Un viaggio tra ciò che è accaduto in questo 2017. Riassunto all'ennesima potenza. La fotografia di un altro anno che se ne va

Le startup e la negatività (cosa è successo nel 2017)
Le startup e la negatività (cosa è successo nel 2017) ( Shutterstock )

ROMA - Come ogni anno, a pochi giorni da San Silvestro, si tirano le somme. Che per noi giornalisti significa andare indietro nel date base e fare uno storico di quanto successo negli ultimi 365 giorni, più o meno. E cercare un file rouge, un minimo comune denominatore che possa riassumere quanto accaduto. Parlare di startup in modo positivo, è diventato sempre più complesso. Si va per «spot», un po’ come tira il vento, in base alle esigenze di mercato. Prima l’intelligenza artificiale, la perdita dei posti di lavoro, l’inguaribile timore di uno scenario apocalittico dove le macchine trionferanno sugli uomini. Poi il nanismo delle startup e la nascita di fondi di venture capital che, negli ultimi mesi, sono spuntati un po’ qua e la come il prezzemolo. I monopoli di Amazon, Google e Facebook. E, infine, le criptomonete, tra la fibrillazione degli investitori e chi, dall’altra parte della cattedra, cerca soluzioni per normare il fenomeno. Il tutto condito da quell’ondata di femminismo e antirazzismo (forse troppo) che, pur non volendo fare discriminazioni, continua imperterrito a farle.

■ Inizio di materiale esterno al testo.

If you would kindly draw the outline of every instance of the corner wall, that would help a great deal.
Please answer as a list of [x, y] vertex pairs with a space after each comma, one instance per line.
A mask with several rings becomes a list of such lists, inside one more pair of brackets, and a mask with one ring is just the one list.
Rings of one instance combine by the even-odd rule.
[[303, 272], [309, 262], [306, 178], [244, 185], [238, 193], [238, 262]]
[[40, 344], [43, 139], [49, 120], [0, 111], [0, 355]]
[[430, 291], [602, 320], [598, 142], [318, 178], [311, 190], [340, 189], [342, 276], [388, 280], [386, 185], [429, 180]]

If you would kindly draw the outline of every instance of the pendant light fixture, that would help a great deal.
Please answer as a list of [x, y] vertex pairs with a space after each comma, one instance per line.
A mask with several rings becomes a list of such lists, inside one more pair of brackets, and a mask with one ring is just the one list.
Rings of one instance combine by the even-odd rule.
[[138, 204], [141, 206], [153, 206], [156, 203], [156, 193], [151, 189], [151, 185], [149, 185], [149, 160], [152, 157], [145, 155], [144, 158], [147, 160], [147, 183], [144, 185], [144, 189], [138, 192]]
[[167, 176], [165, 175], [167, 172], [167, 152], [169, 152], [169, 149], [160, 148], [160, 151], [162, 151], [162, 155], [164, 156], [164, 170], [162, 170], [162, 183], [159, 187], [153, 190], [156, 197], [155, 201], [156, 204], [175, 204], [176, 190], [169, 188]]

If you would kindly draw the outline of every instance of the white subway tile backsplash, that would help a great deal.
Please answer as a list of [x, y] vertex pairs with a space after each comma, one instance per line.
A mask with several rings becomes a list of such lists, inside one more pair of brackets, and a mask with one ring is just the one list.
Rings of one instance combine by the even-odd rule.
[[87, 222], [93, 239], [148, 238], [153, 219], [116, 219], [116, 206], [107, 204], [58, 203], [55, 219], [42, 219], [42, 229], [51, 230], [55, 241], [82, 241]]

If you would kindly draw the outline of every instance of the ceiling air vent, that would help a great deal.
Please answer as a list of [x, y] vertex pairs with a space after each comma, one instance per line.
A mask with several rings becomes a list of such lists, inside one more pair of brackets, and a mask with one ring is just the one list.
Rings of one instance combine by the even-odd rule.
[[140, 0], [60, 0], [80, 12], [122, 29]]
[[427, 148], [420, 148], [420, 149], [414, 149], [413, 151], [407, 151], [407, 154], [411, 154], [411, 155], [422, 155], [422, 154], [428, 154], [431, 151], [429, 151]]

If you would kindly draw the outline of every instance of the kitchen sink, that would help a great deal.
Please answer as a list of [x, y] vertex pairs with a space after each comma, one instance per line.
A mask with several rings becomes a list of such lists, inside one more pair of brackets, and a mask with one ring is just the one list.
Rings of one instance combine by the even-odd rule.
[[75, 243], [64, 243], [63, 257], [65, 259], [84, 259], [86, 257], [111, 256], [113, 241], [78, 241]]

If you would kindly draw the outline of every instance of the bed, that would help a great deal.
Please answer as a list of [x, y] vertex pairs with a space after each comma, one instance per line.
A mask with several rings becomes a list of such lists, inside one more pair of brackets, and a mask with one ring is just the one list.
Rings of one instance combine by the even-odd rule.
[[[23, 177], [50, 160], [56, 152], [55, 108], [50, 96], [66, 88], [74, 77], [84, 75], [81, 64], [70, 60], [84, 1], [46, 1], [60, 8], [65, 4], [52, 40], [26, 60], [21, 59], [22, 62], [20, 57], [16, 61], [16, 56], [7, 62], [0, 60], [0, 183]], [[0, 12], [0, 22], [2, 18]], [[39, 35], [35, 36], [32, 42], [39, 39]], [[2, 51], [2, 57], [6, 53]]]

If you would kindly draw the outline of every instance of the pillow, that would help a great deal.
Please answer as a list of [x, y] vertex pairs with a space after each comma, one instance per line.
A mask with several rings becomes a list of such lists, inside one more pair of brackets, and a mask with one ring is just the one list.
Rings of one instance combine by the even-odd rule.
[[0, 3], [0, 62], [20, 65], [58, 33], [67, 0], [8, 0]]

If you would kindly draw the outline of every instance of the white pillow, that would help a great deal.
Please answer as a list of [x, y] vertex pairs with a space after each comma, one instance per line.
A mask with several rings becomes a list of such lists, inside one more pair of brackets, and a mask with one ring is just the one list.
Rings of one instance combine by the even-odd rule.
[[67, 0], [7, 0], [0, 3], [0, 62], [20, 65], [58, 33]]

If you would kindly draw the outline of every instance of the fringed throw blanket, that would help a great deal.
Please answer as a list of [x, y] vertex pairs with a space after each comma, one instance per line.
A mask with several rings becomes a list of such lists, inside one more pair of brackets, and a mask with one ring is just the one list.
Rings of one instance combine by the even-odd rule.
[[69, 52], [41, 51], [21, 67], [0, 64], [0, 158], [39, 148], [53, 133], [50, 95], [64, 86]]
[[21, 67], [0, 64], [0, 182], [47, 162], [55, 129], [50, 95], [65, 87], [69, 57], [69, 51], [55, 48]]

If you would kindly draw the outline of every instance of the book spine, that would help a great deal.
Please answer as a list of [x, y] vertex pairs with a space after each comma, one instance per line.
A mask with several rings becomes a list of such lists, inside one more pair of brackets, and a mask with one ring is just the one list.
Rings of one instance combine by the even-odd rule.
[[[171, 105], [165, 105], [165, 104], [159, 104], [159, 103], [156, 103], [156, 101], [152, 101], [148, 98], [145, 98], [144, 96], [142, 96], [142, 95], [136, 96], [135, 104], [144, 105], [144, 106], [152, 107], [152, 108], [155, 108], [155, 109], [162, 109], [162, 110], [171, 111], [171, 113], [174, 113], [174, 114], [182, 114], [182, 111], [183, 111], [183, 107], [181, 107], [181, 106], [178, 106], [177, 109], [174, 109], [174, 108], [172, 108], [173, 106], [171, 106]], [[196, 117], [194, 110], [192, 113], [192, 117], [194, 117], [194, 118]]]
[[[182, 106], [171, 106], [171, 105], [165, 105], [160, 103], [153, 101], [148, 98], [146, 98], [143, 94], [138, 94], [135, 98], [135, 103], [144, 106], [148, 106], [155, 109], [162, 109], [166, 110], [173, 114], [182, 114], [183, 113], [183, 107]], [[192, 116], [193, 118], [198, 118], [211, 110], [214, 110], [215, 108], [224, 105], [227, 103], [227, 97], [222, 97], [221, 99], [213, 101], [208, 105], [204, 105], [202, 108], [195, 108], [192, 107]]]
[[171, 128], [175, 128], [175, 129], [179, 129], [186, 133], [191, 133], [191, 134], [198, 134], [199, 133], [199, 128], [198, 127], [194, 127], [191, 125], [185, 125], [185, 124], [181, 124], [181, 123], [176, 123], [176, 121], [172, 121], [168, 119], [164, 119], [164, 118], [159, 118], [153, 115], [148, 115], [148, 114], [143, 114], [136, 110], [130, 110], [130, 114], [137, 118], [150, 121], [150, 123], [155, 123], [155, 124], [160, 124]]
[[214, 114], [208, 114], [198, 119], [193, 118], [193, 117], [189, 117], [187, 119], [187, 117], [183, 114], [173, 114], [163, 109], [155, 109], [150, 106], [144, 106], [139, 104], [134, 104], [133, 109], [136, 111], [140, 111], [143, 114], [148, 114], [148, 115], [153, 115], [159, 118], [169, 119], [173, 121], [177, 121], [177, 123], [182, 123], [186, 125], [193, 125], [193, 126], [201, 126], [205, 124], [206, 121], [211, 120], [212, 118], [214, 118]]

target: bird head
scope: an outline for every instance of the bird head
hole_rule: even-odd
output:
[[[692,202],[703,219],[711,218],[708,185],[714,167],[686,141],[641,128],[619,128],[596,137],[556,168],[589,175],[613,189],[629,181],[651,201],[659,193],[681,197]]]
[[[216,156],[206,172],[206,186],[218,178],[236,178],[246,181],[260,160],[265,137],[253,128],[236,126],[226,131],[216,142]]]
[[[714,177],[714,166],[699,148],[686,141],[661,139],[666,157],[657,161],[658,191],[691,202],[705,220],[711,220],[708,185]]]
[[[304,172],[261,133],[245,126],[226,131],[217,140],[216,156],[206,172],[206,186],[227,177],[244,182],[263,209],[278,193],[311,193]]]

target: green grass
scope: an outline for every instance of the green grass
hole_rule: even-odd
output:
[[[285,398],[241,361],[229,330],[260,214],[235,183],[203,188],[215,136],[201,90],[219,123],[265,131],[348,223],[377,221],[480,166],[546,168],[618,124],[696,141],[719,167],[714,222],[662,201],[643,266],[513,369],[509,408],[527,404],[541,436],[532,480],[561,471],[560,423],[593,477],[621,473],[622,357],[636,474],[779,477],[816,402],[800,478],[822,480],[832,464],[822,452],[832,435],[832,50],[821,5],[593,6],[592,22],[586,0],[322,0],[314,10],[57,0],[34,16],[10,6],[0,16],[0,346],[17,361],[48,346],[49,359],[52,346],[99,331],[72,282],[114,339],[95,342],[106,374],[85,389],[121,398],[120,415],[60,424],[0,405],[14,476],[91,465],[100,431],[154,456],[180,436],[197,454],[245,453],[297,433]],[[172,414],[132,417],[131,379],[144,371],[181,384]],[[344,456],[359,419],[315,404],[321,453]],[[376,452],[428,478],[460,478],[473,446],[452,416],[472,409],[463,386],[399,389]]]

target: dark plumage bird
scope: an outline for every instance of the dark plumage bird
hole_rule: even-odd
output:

Si parla tanto di Bitcoin come una bolla. Ma il resto?

Quanti fondi di venture capital?
Di fronte a uno scenario che cambia, l’unica certezza - per lo meno qui in Italia - resta l’assenza di soldi. Quelli di venture capital, per intenderci, che ha spinto le startup a fare per sé, in un oceano di squali, facendo impennare le raccolte di equity crowdfunding (che oggi rappresenta il 10% dei fondi raccolti nel segmento early stage). Eppure, nell’ultimo anno, ho visto fondi di venture capital nascere a iosa (qui ne trovate una lista). Un tentativo più o meno vano per supportare le startup. Uno su tutti ha raccolto il grande interesse dei media: quello lanciato alla fine di giugno da Cariplo Factory, definita la più grande operazione di venture capital italiana (100 milioni di euro). «Il fondo aprirà ufficialmente a settembre con il raggiungimento del first closing a 25 milioni di euro», ci avevano raccontato da Cariplo Factory. Da allora (dal giorno dell’intervista), non abbiamo più ricevuto nessuna notizia in merito. Eppure l’esigenza di fondi di venture capital resta incalzante. L’ultimo tentativo del MISE è stato quello di aprire una piattaforma per ricevere candidature dall’estero. Investitori non UE, per intenderci, che possono usufruire di un visto speciale nel caso in cui effettuino investimenti superiori a 500mila euro in una startup innovativa italiana (e un’altra serie di ipotesi). Nel board del Club Investitori, pochi giorni fa, ha fatto pure il suo ingresso John Elkann. Anche se l’interesse pare riversato nelle startup Made in Italy che fanno export e quindi a creare impatto sì sul territorio, ma non quello italiano.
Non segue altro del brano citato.